Ella no entiende por qué ya nadie la escucha y por qué amigos, parientes y vecinos, ya ni siquiera la miran: ─¿Qué habrás hecho Merceditas?─, se pregunta a menudo, mientras busca en el delantal salpicado de pipián rojo la dirección de su hijo Héctor, a quien no ve desde hace mucho tiempo. Pero es como meter las manos en un hueco de aire, nunca encuentra nada. Se pregunta si habrá fantasmas, si serán ellos quienes le esconden las cosas y le hacen bromas. Últimamente eso le pasa, extrañezas. Es muy raro que al dirigirse a su amada cocina para guisar el mole, o el chicharrón en salsa verde que tanto le gusta a Héctor, se vea sola por la madrugada, soportando con la mandíbula apretada, las cuchilladas de un frío más cortante que el del último invierno, ¿dónde queda la cocina?, se pregunta mientras avanza por las calles donde ni el suéter, ni la bufanda, ni el rebozo alcanzan a calentar los viejos huesos que la cargan.
Otras veces intenta hablar con su hija y los nietos, contarles de su dolor de espalda, de la novela, sin que éstos se inmuten o le obsequien siquiera una mirada. — !Ay¡ cuánto dolor da llegar a vieja—, dice entre suspiros. ―Mientras más consecuenta uno a los hijos, menos caso le hacen a uno―.
Todas las noches sentada al comedor, llora mientras sus parientes descansan. Levanta los húmedos párpados e intenta lavar los platos de la cena, con eso tendrán que hablarle para decirle al menos “gracias”. Pero los trastos se le resbalan de las manos, cada día pierde un poco de su fuerza y al final, sólo obtiene astillas de cerámica en el piso. Su yerno despierta, enciende la luz, mira los pedazos rotos. Escudriña la cocina en busca del culpable. Ella le ofrece disculpas y apenada se agacha a recoger el tiradero sin lograrlo, pero una vez más, las manos no le responden, aprovecha el repentino encuentro para contarle al yerno acerca de los nuevos dolores que aquejan sus huesos, entumeciéndole las manos hasta casi no sentir algunos de sus miembros, haciendo torpes todos sus movimientos y restándole las fuerzas cada día. El yerno indiferente arrincona los platos rotos con el pie. ―Ya los recogerán mañana cuándo amanezca―. Y sin siquiera mirarla se aleja sin decir más. Mercedes destrozada se culpa por su torpeza, por ser tan vieja, por estorbar y estar enferma.
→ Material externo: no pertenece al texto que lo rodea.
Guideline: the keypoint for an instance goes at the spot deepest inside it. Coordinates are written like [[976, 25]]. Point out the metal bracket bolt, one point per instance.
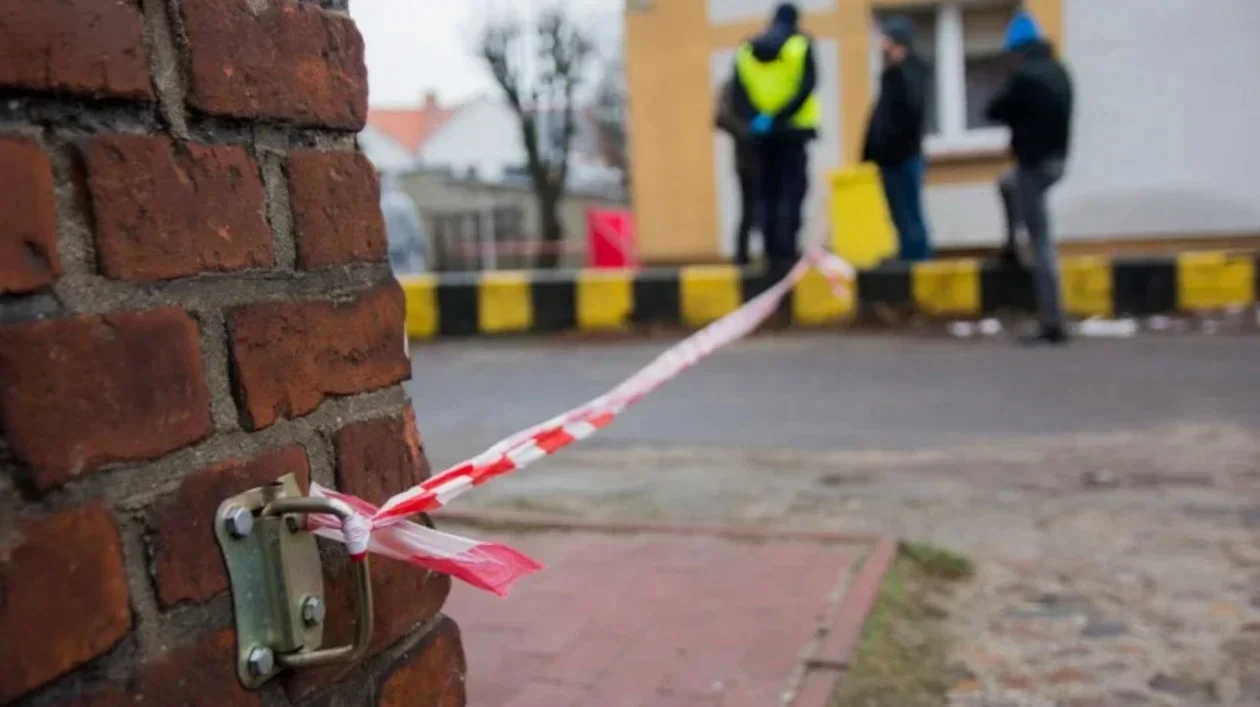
[[313, 611], [240, 522], [262, 661]]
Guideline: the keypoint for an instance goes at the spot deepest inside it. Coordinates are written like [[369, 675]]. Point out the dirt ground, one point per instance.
[[1119, 569]]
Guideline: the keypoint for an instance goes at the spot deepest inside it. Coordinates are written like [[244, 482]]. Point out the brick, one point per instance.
[[82, 392], [285, 61], [28, 241], [188, 563], [379, 458], [200, 673], [85, 47], [432, 673], [287, 357], [165, 209], [403, 597], [335, 198], [63, 592]]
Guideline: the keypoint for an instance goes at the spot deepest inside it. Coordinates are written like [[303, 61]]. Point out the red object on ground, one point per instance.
[[610, 238]]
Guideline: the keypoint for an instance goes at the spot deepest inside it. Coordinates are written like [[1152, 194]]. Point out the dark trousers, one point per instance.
[[784, 180], [747, 213], [1023, 197], [904, 189]]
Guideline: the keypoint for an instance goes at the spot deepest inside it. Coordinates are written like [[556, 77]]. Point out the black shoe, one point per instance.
[[1009, 260], [1046, 337]]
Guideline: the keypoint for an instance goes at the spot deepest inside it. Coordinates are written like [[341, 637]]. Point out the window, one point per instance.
[[962, 44]]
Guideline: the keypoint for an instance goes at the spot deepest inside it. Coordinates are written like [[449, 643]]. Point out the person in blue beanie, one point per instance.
[[775, 91], [1036, 103], [895, 136]]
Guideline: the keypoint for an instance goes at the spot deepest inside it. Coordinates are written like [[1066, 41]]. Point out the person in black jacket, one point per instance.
[[745, 168], [1036, 102], [895, 136]]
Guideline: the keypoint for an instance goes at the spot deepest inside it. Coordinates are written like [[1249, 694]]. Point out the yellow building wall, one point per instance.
[[672, 102]]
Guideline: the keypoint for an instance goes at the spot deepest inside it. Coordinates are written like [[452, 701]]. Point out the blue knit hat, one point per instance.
[[1021, 32]]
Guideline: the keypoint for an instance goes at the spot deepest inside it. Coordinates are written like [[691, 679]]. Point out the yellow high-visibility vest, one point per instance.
[[771, 85]]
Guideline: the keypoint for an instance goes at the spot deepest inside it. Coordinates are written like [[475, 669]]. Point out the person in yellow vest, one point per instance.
[[776, 78]]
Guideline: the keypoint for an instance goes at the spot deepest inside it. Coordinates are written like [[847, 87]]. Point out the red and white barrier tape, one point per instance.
[[490, 566]]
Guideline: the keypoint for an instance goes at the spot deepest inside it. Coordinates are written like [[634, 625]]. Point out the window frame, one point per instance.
[[953, 136]]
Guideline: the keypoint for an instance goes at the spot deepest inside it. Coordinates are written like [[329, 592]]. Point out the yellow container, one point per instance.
[[862, 231]]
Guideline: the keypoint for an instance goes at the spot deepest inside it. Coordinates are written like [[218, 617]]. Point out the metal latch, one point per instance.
[[277, 582]]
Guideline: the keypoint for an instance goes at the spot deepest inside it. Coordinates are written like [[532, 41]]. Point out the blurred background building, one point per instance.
[[1164, 145], [1164, 148]]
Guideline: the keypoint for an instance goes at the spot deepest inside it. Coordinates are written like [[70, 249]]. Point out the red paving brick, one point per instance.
[[649, 620]]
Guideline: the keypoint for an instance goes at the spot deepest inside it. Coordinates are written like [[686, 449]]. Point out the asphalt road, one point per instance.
[[838, 391]]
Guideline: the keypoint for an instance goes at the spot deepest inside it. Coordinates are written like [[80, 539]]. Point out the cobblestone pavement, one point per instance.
[[1113, 570], [1110, 493]]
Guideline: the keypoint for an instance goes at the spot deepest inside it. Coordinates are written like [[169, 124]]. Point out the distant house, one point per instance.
[[393, 136], [479, 139]]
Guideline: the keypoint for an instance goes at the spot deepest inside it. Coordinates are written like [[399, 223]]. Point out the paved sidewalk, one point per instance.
[[660, 619]]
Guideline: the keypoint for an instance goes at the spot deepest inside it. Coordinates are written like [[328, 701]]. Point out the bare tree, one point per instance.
[[536, 91], [610, 111]]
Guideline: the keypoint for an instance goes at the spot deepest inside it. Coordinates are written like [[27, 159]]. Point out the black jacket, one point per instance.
[[766, 47], [896, 129], [1036, 102], [728, 121]]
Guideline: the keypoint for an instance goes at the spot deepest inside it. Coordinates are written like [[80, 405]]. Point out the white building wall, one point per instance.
[[824, 153], [1166, 134]]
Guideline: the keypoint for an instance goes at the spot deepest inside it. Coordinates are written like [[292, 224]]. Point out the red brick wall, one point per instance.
[[193, 301]]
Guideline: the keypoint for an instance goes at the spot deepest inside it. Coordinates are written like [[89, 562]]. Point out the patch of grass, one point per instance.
[[904, 659], [938, 562]]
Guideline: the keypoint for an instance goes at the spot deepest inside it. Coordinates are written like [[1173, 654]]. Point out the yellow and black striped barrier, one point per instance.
[[600, 300]]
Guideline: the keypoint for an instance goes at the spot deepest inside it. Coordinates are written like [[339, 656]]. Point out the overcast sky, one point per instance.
[[416, 45]]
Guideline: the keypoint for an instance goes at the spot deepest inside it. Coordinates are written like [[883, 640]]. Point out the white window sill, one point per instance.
[[989, 140]]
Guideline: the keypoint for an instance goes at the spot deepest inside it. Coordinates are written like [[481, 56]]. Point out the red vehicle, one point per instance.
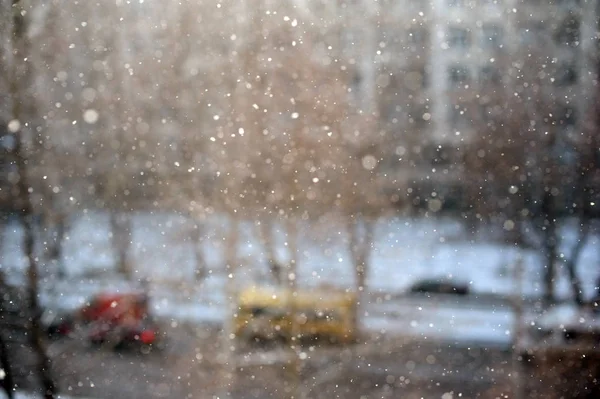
[[116, 319]]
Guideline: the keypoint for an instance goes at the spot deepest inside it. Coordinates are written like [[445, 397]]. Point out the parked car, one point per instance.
[[561, 328], [116, 319], [440, 286], [267, 313]]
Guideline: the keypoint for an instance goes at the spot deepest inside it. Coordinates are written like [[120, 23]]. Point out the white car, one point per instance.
[[564, 326]]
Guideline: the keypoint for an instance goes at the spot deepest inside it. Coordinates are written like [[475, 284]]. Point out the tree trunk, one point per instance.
[[7, 382], [266, 235], [550, 245], [56, 234], [18, 88], [360, 232], [571, 263], [121, 242], [295, 366], [200, 272], [227, 353]]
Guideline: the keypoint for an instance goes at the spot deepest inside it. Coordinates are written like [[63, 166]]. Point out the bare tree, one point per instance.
[[21, 115]]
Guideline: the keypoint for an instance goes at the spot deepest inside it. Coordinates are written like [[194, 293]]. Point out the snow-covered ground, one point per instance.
[[27, 395], [404, 251]]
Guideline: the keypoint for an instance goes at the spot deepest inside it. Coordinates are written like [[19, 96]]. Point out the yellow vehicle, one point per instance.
[[267, 313]]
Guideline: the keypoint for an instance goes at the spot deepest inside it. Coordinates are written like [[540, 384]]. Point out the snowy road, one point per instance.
[[457, 320]]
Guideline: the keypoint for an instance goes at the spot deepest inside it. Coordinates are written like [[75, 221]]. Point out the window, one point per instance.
[[417, 37], [458, 37], [566, 74], [567, 33], [458, 117], [533, 33], [492, 36], [458, 74], [566, 116], [490, 74]]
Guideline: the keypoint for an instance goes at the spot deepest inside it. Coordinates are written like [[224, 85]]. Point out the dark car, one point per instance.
[[440, 286]]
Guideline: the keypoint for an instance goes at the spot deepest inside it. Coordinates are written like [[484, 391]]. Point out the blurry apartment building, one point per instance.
[[430, 66]]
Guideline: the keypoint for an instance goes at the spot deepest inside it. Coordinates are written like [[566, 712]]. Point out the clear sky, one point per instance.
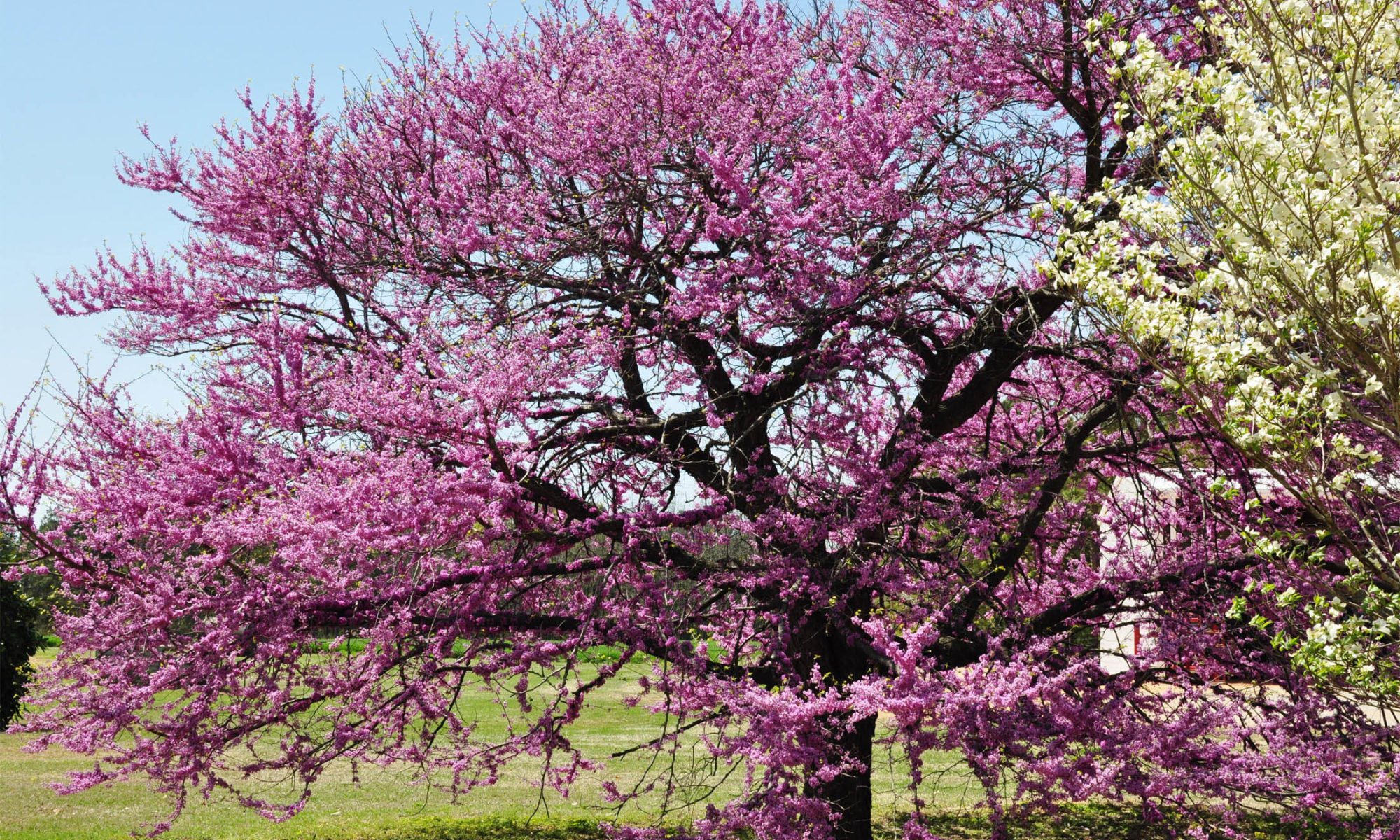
[[80, 78]]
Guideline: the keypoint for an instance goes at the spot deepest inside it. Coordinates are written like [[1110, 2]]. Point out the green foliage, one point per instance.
[[19, 642]]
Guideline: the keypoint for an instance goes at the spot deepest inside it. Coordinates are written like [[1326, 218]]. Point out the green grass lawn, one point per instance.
[[390, 803], [390, 806]]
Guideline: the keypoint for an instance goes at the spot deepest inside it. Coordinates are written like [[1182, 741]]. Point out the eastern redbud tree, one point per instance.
[[708, 332]]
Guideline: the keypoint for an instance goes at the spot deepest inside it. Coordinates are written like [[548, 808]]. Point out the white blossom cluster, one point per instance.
[[1268, 265], [1264, 271]]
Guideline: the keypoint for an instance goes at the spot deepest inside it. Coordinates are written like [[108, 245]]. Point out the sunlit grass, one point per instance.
[[387, 803]]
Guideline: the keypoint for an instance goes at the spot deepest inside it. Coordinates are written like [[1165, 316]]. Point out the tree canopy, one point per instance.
[[709, 332]]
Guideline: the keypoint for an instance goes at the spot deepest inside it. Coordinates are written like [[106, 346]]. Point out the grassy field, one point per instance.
[[391, 806], [391, 803]]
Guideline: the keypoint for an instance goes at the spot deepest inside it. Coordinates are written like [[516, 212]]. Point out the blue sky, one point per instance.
[[80, 78]]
Esa noche sus sollozos atraviesan las paredes, hielan y estremecen los cuerpos en reposo de los parientes que al mismo tiempo, sueñan con Mercedes.
Por la mañana, los cinco integrantes de la familia se visten de domingo. La hija, el yerno y los tres nietos de quienes ya no recuerda nombres. Se meten apretujados en el vocho. Ella pide acompañarlos a lo que cree una fiesta y como nadie le hace caso, se mete y se acomoda como puede en el asiento de atrás junto a los niños.
Pasa el camino riendo con ellos, aunque la plática es confusa, logra intervenir en diálogos compuestos por frases sin hilo. Una bruma llena el espacio vacío por momentos, se molesta por sus repentinos achaques de la vista.
Cuando llegan al salón de fiestas, todos bajan del carro. Mercedes camina detrás de ellos, entra al recinto que le parece muy bonito, tan invadido de flores que semeja un jardín. Los mariachis postrados con trajes blancos y broches dorados que espejean bajo el sol, entonan boleros de ausencias y promesas de amor eterno que a ella siempre le fascinaron. La tonada la conmueve, una vez más llora y un quejido surge desde su garganta. Los parientes asustados voltean a verla, pero no dicen nada, sólo se estremecen, sienten erizar los bellos de su piel, se miran cómplices y cierran los ojos para orar.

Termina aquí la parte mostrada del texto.